You could create a master spreadsheet (that for the sake of example has the internal ID of "masterSheet") that looks like this:

      A          B         C         D         E         F
1| Name       | 9/1 | 9/1 Comment | 9/2 | 9/2 Comment | etc.
2| Student A  |     |             |     |             |
3| Student B  |     |             |     |             |
4| Student C  |     |             |     |             |

Then you'll create another spreadsheet for Student A:

    A            B                                C
1| Date | Attendance Grade                 | Comment/Excuse
2| 9/1  | =IMPORTRANGE("masterSheet","B2") |
3| 9/2  | =IMPORTRANGE("masterSheet","D2") |
3| etc. | =IMPORTRANGE("masterSheet","X2") |

You'll then make columns A and B (as well as cell C1) uneditable except by you. You don't necessarily need to type in the IMPORTRANGE() stuff manually, and you do it formulaicly much easier if you have both the master and student spreadsheets go in the same order (although it's possible either way).

Initially, the student will just see

    A            B                                C
1| Date | Attendance Grade                 | Comment/Excuse
2| 9/1  |                                  |
3| 9/2  |                                  |
3| etc. |                                  |

As you put in their attendance grades for each day, it will show up automatically in theirs, but they won't be able to edit it if you properly protect the range. Now, for their comments. You'll do the exact same thing, but in reverse, and you'll get:

      A          B         C                           D         E                           F
1| Name       | 9/1 | 9/1 Comment                   | 9/2 | 9/2 Comment                   | etc.
2| Student A  |     | =IMPORTRANGE("studentA","C2") |     | =IMPORTRANGE("studentA","C3") |
3| Student B  |     | =IMPORTRANGE("studentB","C2") |     | =IMPORTRANGE("studentB","C3") |
4| Student C  |     | =IMPORTRANGE("studentC","C2") |     | =IMPORTRANGE("studentC","C3") |

If a student enters in a comment in their spreadsheet, it will show up on yours.

Now, a few comments about this:

It's ugly. It's awful. But it basically does what you want. But there's also a security consideration that will greatly reduce its efficacy to be effectively useless. Besides the fact that a student could get access to your original spreadsheet by using IMPORTRANGE() on their comment field, Google Apps requires a user to have viewing or editing privileges to the document referenced by IMPORTRANGE(). There are many ways ways to obfuscate, but it will only ever be obfuscation, and not real security.

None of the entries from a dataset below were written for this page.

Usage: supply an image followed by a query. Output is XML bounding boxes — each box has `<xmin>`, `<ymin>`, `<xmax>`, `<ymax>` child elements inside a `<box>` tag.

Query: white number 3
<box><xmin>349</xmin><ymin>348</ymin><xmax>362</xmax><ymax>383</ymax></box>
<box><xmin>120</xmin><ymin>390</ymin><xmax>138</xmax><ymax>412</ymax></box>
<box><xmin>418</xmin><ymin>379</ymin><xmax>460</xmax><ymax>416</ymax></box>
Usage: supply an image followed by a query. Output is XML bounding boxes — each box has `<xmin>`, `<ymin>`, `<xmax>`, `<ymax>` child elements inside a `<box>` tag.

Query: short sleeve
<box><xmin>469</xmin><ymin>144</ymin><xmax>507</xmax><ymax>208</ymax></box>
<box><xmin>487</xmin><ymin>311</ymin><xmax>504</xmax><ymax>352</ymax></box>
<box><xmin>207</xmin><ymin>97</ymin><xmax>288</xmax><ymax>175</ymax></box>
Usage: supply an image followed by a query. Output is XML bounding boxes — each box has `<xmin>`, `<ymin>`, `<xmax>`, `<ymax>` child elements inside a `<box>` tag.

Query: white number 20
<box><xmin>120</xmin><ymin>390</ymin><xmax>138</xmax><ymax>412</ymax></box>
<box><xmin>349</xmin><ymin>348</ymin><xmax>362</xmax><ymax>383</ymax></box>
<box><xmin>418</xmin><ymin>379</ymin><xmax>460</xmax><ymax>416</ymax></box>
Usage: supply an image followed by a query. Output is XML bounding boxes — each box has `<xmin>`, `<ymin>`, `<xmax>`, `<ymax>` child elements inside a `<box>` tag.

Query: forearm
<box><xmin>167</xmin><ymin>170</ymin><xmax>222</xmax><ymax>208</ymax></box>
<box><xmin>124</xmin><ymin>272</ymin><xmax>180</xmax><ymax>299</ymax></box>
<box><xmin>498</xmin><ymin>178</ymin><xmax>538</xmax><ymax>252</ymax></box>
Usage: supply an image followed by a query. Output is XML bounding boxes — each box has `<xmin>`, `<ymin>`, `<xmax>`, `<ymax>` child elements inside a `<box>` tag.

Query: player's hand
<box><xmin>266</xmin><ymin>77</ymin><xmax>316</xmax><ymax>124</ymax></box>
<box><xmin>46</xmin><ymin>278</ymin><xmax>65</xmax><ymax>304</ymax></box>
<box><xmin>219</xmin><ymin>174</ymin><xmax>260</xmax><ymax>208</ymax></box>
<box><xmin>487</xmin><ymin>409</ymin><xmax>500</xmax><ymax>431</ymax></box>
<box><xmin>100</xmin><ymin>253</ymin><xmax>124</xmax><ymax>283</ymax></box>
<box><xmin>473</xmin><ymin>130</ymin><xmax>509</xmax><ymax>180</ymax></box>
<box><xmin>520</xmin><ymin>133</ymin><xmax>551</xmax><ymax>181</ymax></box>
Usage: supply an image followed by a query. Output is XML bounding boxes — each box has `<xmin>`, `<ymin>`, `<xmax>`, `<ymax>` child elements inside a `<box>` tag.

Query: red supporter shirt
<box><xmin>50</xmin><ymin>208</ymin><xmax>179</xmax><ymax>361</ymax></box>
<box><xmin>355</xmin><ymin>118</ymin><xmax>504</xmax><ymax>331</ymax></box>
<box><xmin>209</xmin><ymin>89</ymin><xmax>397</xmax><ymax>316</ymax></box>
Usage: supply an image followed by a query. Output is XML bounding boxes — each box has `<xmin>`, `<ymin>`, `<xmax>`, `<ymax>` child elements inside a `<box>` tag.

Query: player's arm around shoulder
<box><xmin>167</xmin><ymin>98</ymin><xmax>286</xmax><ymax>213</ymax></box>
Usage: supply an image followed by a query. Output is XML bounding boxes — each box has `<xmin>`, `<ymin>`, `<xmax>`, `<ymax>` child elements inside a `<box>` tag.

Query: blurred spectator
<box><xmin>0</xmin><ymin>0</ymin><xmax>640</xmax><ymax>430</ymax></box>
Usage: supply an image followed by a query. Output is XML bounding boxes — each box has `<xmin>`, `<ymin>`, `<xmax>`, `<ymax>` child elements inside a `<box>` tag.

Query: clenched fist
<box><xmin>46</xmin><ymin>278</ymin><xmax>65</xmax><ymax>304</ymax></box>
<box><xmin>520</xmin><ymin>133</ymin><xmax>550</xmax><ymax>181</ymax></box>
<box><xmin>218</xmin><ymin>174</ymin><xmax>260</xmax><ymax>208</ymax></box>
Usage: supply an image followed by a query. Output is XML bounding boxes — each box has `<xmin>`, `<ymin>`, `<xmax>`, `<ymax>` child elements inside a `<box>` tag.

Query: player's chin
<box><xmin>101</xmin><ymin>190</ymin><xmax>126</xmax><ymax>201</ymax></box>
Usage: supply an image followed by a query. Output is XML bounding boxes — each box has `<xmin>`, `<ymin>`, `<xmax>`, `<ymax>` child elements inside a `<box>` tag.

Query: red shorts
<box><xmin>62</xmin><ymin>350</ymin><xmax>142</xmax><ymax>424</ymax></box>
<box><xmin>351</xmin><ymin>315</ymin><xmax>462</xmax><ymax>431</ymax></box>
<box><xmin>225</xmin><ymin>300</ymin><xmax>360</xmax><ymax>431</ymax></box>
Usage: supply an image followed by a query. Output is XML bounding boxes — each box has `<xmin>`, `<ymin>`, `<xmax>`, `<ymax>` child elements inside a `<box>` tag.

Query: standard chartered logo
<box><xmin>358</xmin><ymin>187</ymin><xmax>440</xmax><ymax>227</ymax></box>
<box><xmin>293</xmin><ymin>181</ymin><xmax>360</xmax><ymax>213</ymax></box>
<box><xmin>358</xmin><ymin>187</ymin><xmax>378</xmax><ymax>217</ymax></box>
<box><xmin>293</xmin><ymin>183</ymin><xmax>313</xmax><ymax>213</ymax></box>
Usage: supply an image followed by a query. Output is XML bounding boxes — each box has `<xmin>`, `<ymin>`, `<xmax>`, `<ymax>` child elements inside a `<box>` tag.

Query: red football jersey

What you should do from my experience

Just use Blackboard. It does NOT take that long to take roll with it. It is a spreadsheet. On day one of the semester, I take five minutes and create a column for each day of class, and then don't have to worry about it again (and if you're teaching the same classes, ideally they're on the same schedule and you can either merge the course or clone the course so you only do it once for all three). Then each day I just hit in 5,enter,0,enter,5,enter,5,enter,5,enter,0,enter (5 is fully present in my personal system, 0 is absent).

All the attendance columns get pushed to the bottom of the student's view (the right of the instructor's view) by using Grade Center -> Manage -> Column Organization.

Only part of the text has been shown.